Despite all that, the Hilton Double Tree is not quite yet in a position to boast the title of the city's swankiest, high profile hotel. To do so, it will need to edge out some pretty tough competition. So how does its gastronomic opportunities hold up to Wroclaw's other luxury hotels? I decided to check out the bars at Sofitel and Hotel Monopol to find out.
I think that of the three aforementioned hotels, Cafe Bar Monopol feels the most venerable. Its brown marble, leather armchairs, and dim lighting; the fact that you can order and smoke a cigar; as well as the precise and delicious cocktails and food (duck dumplings with wine-stewed plums anyone?) take you back to old school luxury without a sense of tackiness or trying too hard.
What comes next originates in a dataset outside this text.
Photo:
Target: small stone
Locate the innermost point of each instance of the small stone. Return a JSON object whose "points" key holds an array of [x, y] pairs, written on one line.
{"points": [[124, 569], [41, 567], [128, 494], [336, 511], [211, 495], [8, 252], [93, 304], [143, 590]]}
As someone who very rarely goes out for cocktails in fancy places, I was impressed that I did not feel alienated or isolated; in fact it was an intimate room despite its size and we were very well treated by our friendly bartender. I didn't feel like I was in a hotel of which I wasn't a guest, and I think I'd gladly return for another lovely Pisco Sour – or test the bartender's ability to make a real Old-Fashioned for this bourbon-lover.
On the other hand, Sofitel is not particularly inviting. When you walk into the Louis D'Or Bar, you've come in through a strange shopping-mall type atrium.
Servers in old-school bellhop uniforms lend the place a feeling of grandeur, but it was difficult to get comfortable with all that looming empty space. Maybe on a weekend it would be more cheerful. My impression overall is that Sofitel is a beautiful hotel with high-quality bar and restaurant service. If I were a guest of the hotel, I'd gladly spend time at the bar. But it's not somewhere I'm likely to go to relax after work – maybe it's a bit too exclusive for me.
So, are you looking for a fun atmosphere with more than a hint of luxury? Curious where to find fine dining in Wroclaw, as well as cocktails that go beyond what you'd get at your average nightclub? Do you want a romantic getaway but don't want to leave the city? All three hotels I went to – DoubleTree, Monopol, and Sofitel – will do the trick.
For a bright, fun and open atmosphere I might choose OVO Bar. For old-school luxury either Louis D'Or or Cafe Bar Monopol would be appropriate. All three have very good drinks.
I guess you'll have to see for yourself – the party clearly never stops in Wroclaw (at least if you have enough cash!).